Pressure Piles on Best Asian Currency Before Pakistani VoteBy
Pakistan central bank said to restrict trades above 104.87
Finance Minister Ishaq Dar says currency moves freely
The Pakistani central bank’s support for the rupee has left the currency little changed in the past two years. As the economy faces signs of stress ahead of elections in 2018 the question becomes how much longer can it last?
Banks refrain from trading above 104.87 rupees a dollar, according to people with knowledge of the matter. The central bank will assist and ensure availability of foreign exchange to keep the currency steady, the people said, asking not to be identified so they won’t be reprimanded by the central bank. Anyone attempting to make a trade above that level will receive a call within minutes from the regulator, two of the people said.
The State Bank of Pakistan and government officials say that the rupee is a free-floating currency that moves under normal supply and demand pressures. Yet it’s the only measure to have gained against the dollar in Asia since 2014, up 0.5 percent in that period, according to a basket of 13 currencies compiled by Bloomberg.
That’s despite signs that South Asia’s second-largest economy is starting to look vulnerable with its current account deficit tripling to $7.3 billion in the ten months through April, while exports have fallen to the lowest in six years. Pakistan’s foreign exchange reserves have also declined 15 percent to $15.9 billion in May, after peaking at $18.9 billion in October last year.
“Its artificial, I don’t think there is any stability, there is an enforced stability,” said Muzaffar Ali Isani, an economics professor at Iqra University in Karachi. “You have to keep in mind there is an election next year. At least to the run up of the election” they will try and keep it unchanged, he said.
Pakistan emerged from the edge of a debt crisis in 2013, staved off when the then newly elected government of Prime Minister Nawaz Sharif submitted to the $6.6 billion International Monetary Fund loan program, which ended in September. The IMF said last year that Pakistan’s currency is overvalued as much as 20 percent.
“The forex market is independent,” Finance Minister Ishaq Dar said in a February interview. “I think it is the confidence of the investors, confidence of the market players and it is the true strength of the currency itself.”
Pakistan’s Ministry of Finance didn’t immediately respond to an email seeking comment. The rupee was little changed at 104.8 per dollar on the interbank market at 10:14 a.m. on Tuesday in Karachi.
Pakistan’s central bank has faced continued questions over its independence despite the introduction of South Asia’s first monetary policy committee by Ashraf Wathra whose three-year tenure ended last month. Riaz Riazuddin has been made acting governor until a replacement is named within three months.
“Like many other central banks, State Bank of Pakistan occasionally intervenes in the market with the objective to contain the excessive volatility in the exchange rate and ensure smooth functioning of the domestic foreign exchange market,” the central bank said in an emailed response to queries.

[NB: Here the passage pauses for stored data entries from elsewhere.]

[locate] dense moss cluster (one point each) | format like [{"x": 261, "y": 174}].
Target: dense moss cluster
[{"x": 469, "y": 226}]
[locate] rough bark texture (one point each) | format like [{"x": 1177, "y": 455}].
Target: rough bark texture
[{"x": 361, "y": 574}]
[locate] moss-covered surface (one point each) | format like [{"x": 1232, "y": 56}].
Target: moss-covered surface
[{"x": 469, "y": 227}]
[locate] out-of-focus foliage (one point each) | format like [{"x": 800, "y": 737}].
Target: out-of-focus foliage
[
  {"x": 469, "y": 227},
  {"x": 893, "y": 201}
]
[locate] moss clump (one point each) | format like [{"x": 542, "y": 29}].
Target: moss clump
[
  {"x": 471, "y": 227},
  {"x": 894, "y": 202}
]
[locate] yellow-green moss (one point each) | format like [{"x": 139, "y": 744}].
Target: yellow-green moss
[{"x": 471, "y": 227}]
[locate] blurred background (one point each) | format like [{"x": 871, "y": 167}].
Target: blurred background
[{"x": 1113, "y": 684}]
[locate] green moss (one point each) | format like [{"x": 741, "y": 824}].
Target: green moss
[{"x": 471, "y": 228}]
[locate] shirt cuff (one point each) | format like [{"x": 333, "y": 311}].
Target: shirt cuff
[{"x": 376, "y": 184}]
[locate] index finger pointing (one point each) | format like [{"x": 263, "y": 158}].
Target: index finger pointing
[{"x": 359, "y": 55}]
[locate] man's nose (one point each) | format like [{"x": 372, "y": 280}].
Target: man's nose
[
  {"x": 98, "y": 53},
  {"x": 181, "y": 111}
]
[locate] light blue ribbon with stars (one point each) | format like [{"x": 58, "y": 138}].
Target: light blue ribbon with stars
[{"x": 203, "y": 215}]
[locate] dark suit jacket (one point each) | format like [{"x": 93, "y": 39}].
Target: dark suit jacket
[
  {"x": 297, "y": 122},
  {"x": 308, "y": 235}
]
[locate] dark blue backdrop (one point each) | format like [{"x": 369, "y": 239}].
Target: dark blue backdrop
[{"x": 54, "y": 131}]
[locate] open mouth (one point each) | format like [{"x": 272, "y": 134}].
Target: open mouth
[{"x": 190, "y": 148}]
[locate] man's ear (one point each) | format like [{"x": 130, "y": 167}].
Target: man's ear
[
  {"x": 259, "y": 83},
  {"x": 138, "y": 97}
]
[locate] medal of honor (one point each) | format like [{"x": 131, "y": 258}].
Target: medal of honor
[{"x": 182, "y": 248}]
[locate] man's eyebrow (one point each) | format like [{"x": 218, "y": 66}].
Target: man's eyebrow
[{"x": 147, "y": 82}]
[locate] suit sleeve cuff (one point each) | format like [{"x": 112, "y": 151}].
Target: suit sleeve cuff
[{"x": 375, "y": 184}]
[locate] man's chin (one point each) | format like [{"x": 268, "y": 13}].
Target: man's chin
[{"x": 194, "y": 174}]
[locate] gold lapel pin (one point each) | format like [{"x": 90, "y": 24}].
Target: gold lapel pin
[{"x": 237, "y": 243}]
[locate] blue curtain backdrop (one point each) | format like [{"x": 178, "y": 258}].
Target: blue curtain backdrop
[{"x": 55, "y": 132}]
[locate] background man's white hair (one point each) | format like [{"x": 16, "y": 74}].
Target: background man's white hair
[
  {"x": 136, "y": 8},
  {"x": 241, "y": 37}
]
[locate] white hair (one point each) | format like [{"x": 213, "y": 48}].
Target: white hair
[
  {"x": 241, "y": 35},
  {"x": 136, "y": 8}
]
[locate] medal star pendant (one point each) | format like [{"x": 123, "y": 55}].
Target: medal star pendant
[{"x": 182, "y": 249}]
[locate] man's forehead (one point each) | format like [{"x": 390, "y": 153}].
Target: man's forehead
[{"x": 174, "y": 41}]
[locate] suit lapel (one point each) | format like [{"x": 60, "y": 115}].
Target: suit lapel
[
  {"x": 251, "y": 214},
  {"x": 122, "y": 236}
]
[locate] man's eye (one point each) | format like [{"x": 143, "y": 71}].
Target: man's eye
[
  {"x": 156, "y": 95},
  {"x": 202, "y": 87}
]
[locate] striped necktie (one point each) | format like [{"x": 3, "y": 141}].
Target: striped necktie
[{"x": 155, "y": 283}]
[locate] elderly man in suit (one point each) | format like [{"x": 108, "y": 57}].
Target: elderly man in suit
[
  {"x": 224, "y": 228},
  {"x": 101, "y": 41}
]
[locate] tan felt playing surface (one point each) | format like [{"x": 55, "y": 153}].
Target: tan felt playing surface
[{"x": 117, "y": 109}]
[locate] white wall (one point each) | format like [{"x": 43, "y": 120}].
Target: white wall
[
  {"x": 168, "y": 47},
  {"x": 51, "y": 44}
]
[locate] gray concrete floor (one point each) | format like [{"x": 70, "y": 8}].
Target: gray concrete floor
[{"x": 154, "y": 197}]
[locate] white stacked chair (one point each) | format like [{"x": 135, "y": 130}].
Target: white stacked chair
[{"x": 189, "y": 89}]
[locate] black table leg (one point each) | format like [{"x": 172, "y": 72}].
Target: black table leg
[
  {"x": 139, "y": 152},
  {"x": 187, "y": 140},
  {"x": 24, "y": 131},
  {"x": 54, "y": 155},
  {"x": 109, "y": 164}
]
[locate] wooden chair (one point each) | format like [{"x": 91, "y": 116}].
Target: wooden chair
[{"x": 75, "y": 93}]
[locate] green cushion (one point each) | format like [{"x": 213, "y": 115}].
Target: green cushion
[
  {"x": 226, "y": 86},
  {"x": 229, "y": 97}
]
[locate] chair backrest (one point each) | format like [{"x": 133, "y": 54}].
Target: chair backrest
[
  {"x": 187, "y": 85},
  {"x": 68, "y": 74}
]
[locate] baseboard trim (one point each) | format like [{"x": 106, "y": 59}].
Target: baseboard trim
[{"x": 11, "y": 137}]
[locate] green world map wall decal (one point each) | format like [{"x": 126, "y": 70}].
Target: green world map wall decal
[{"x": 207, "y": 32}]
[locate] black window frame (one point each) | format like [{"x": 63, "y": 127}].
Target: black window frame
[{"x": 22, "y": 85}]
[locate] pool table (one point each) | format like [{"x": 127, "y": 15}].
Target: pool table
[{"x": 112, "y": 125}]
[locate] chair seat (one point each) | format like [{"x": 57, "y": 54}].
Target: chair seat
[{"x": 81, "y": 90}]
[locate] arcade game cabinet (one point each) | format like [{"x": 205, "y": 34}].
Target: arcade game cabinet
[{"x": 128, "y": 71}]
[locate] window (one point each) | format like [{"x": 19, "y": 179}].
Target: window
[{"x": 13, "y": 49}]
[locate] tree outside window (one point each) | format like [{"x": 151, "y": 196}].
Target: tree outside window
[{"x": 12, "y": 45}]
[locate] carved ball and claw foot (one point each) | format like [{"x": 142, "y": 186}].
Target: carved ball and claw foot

It didn’t give further details.
Pride is at stake as Pakistan boasts of increased infrastructure investment as China finances more than $55 billion in projects across the country, part of its flagship “One Belt, One Road” plan. Concerns have increasingly been raised that Pakistan will be left with unmanageable foreign-currency debts to the Chinese, which any rupee depreciation would exacerbate.
“Keeping your rupee strong means a stronger economy, this has gone into mindset of this government,” said Ashfaque Hasan Khan, a former finance ministry adviser and now dean at the business school at Islamabad’s National University of Sciences and Technology. “How can you align this type of exchange rate with an unprecedented rise in trade gap? It’s against economics.”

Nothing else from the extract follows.